Generative UI builds custom interactive elements in real-time:
- Physics simulations for science queries.
- Dynamic travel guides with maps & schedules.
2. In the Gemini App: Personal, Agent-like Interaction
- Dynamic Views — render custom interactive layouts per request.
- Visual Layouts — magazine-style travel plans, image-rich itineraries.
- Gemini Agent — experimental tool for Ultra subscribers to execute real-world tasks across user’s Google ecosystem.
---
04 — Google AntiGravity: Developer Platform
A new agent development environment, giving AI autonomous execution within a dedicated interface.
Capabilities include:
- Task-based development (e.g., “Create a flight tracker app”).

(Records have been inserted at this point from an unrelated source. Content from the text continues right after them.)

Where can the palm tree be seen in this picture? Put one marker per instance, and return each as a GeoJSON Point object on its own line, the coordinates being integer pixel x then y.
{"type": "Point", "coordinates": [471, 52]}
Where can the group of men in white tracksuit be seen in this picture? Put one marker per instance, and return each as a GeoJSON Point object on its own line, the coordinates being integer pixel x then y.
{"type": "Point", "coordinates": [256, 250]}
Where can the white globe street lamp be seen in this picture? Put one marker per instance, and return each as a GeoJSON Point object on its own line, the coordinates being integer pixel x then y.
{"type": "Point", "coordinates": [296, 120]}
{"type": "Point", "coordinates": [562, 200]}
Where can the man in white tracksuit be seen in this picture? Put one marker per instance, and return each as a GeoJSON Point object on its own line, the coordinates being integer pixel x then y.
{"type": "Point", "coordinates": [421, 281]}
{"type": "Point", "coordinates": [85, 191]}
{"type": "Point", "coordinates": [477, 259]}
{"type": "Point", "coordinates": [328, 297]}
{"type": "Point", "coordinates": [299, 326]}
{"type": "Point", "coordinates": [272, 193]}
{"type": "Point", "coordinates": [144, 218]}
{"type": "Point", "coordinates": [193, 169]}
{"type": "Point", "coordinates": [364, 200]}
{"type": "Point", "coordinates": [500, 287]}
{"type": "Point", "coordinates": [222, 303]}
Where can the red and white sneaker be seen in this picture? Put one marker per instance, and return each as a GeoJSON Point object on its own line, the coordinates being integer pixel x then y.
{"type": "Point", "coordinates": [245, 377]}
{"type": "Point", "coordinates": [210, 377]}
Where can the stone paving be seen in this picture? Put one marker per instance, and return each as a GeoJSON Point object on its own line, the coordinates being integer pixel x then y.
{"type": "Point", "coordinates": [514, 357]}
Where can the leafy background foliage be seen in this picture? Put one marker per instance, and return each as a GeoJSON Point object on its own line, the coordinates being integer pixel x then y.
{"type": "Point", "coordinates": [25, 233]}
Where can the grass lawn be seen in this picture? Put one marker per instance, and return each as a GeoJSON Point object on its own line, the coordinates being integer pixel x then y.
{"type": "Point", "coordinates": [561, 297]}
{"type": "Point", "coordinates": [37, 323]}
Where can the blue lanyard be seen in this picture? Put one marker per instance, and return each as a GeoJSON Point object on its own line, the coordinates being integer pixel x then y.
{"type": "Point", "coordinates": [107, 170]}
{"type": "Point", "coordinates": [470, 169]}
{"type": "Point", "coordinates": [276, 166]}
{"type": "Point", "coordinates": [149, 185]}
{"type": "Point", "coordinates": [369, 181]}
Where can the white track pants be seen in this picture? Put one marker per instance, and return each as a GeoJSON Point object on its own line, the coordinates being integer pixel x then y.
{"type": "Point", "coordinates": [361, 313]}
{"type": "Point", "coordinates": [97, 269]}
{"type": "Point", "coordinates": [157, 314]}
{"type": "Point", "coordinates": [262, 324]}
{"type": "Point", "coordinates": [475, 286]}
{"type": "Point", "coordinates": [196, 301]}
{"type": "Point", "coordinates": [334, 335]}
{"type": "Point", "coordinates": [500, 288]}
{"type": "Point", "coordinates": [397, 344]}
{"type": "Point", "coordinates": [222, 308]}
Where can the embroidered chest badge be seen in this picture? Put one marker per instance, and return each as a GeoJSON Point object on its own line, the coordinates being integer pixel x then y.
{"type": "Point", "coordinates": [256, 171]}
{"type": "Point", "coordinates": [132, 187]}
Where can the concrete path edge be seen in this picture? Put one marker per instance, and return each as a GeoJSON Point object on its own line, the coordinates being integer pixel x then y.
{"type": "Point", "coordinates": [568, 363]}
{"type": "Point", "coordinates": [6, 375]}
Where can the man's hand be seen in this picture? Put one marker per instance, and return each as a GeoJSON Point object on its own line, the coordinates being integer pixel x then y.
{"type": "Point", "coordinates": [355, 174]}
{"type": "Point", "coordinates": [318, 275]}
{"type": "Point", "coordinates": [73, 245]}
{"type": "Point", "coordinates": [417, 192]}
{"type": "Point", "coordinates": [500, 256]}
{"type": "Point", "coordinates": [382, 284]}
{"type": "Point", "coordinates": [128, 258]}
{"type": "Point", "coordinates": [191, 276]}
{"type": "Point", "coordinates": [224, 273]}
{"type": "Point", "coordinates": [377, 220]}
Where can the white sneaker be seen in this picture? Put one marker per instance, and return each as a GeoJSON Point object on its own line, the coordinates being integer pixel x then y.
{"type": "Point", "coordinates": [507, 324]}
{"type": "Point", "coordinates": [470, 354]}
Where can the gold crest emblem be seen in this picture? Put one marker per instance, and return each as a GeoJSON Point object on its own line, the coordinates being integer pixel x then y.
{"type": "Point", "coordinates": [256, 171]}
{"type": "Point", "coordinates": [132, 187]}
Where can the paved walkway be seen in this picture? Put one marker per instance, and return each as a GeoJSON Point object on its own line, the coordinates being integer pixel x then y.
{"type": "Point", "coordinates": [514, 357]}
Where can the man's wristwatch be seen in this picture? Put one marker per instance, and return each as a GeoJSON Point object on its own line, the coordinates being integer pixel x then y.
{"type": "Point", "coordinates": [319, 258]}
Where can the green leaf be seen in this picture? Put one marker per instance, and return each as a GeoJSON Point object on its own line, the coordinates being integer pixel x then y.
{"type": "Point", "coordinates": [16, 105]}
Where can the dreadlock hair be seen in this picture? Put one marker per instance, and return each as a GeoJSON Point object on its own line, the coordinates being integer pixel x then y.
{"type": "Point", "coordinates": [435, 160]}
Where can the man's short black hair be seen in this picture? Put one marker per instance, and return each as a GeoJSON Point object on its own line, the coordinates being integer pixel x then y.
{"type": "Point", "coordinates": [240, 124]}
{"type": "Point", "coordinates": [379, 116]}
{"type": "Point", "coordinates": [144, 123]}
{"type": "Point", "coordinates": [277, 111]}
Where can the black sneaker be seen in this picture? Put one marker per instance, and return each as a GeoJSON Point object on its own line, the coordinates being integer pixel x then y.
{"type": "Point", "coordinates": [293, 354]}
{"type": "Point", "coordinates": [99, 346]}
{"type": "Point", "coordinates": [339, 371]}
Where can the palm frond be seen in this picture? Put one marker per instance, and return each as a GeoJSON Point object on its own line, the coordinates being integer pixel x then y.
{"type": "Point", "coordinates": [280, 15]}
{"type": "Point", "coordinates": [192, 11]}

- Self-verification & reporting.
- Adaptive learning of developer preferences.
Also integrated with Cursor, GitHub, JetBrains, Replit.
---
05 — Full-Stack Strategy & Speed Advantage
Google’s full-stack integration spans:
- Hardware — TPU chips, training clusters.
- Research — Google DeepMind breakthroughs.
- Models & Tools — foundational Gemini series.
- Products & Platforms — immediate consumer integration.
Benefit: Ultra-fast model deployment — Gemini 3 hit Google Search on launch day.
Enterprise offerings via Vertex AI and Gemini Enterprise already serve partners like Box, Thomson Reuters, and Rakuten, solving tasks from legal analysis to multimodal processing.
---
Related Reading
- Internal speech by Zhang Ying of Matrix Partners China: 2024, Four Key Decisions
- Xu Chuan-sheng of Matrix Partners: Same VC question over years
- Zhang Ying: Four key predictions for 2025
- Xu Chuan-sheng: Will the next “China” still be China?

---
---
⚡ Takeaway:
Gemini 3 bridges cutting-edge AI with instant real-world deployment — from immersive search experiences to autonomous agents and developer platforms — showing Google’s push toward AGI through speed, synergy, and full-stack integration.